Israël et la montée des islamistes en Egypte
Hicham Mourad
Pour la deuxième fois en deux
jours, des dirigeants des Frères musulmans ont évoqué leur volonté de revoir
l’accord de paix conclu avec Israël en 1979. Vendredi, le vice-président de
leur bras politique, le Parti Liberté et Justice (PLJ), Essam Al-Erian, a
expliqué que les conditions ont changé depuis la signature de cet accord, il y
a plus de 32 ans, et que sa modification serait nécessaire pour qu’il réponde
mieux aux intérêts de l’Egypte, sans indiquer cependant quel type d’amendements
serait souhaitable. L’Egypte avait récemment demandé, et obtenu d’Israël, des
dérogations dans les annexes concernant sa présence militaire dans le Sinaï,
frontalier de l’Etat hébreu, pour mieux contrôler la situation sécuritaire,
contenir une poussée fondamentaliste et prévenir les activités de contrebandes
transfrontalières avec la bande de Gaza.
La prise de position de la
confrérie, soutenue d’ailleurs par les formations libérales et séculières,
mécontentes de la quasi-démilitarisation de la presqu’île, synonyme d’atteinte
à la souveraineté nationale, a alimenté les craintes de l’Etat juif, qui appréhende
l’accession des islamistes au pouvoir en Egypte, après leur percée
spectaculaire dans la première phase des législatives. Dirigeants et
observateurs israéliens ont abondé dans l’expression de leurs craintes. Le
ministre de la Défense, Ehud Barak, a qualifié les résultats de la première
phase de « très, très troublants » alors que d’autres parlaient de « séisme ».

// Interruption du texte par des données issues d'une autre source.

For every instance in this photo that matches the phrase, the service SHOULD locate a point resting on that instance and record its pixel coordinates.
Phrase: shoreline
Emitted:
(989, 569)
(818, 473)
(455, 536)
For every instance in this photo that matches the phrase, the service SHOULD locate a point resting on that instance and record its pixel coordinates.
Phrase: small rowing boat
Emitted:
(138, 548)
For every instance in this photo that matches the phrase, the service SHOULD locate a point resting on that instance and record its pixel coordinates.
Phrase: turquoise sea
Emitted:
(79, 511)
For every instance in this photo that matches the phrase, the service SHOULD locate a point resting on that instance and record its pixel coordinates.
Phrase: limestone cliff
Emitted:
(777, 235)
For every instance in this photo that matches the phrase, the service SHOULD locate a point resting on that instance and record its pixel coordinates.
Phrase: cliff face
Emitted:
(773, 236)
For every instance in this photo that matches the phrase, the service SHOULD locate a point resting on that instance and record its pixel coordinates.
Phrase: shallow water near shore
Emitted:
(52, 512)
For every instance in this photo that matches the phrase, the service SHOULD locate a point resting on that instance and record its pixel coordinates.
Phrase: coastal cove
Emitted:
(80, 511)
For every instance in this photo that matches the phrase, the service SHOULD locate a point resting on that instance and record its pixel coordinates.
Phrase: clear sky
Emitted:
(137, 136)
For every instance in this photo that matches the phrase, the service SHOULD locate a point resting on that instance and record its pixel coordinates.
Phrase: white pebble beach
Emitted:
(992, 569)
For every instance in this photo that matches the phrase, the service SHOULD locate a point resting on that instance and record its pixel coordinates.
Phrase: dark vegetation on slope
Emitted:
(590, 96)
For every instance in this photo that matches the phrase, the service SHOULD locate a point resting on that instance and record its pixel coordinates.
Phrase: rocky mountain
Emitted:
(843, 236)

Tous exprimaient leurs inquiétudes quant au sort du traité de paix et des
rapports avec l’Egypte postrévolutionnaire. Les Israéliens s’accordent
cependant à dire que les risques ne sont pas pour demain. Les Frères,
pragmatiques et se voulant rassurants, ont nié avoir l’intention d’abroger le
traité de paix et indiqué que l’introduction de modifications à ce dernier ne
serait pas une décision unilatérale prise par la confrérie, mais d’un commun
accord avec les prochains président, gouvernement et Parlement égyptiens. Pour
eux, cette question, tout compte fait, ne fait finalement pas partie des
priorités des Frères musulmans, qui cherchent d’abord à résoudre la crise
économique et améliorer le niveau de vie des Egyptiens.
Bien que conscient de cet ordre de
priorités, Israël redoute à long terme les véritables intentions des Frères et
des salafistes, arrivés en deuxième position dans la première phase des
législatives, et doute que leur but ultime serait de le « détruire ».
Consistant avec l’esprit d’« assiégé », l’Etat hébreu craint, au-delà de la
conjoncture actuelle de l’Egypte, une montée de l’islamisme dans la région, à
la faveur du « Printemps arabe ». Il cite à l’appui, outre la victoire
prévisible des Frères en Egypte, les résultats des derniers scrutins en Tunisie
et au Maroc, où des partis islamistes sont arrivés en tête, respectivement
Ennahda et le Parti Justice et Développement (PJD). Tel-Aviv met sciemment,
pêle-mêle, tous les islamistes dans le même panier, feignant d’ignorer
qu’Ennahda et le PJD sont deux partis modérés, au même titre que le PLJ. Et
alors que les Frères musulmans n’ont jusqu’ici remis en cause l’accord de paix
avec Israël, celui-ci assure qu’une fois bien assis dans leur pouvoir, les
islamistes égyptiens ne manqueraient pas d’abroger le traité de paix et
d’expulser l’ambassadeur israélien du Caire. Les inquiétudes des Israéliens
sont doubles. D’abord, l’impact de la victoire islamiste aux élections en
Egypte sur les rapports bilatéraux. Ils évoquent à cet égard l’attaque populaire
contre l’ambassade d’Israël au Caire, en septembre, à la suite du meurtre par
l’armée israélienne de cinq militaires égyptiens dans le Sinaï. Une attaque qui
a obligé l’ambassadeur et le personnel de la chancellerie à quitter le pays et
Israël à chercher activement un autre lieu plus sûr pour son ambassade qui soit
mieux protégé contre les mouvements de foule. L’autre crainte est que la
victoire des Frères musulmans en Egypte ferait des émules dans toute la région,
notamment dans les pays voisins d’Israël, en Jordanie et en Syrie, et
revigorerait le Hamas palestinien, qui est une émanation de la confrérie
égyptienne, avec laquelle il maintient des liens étroits.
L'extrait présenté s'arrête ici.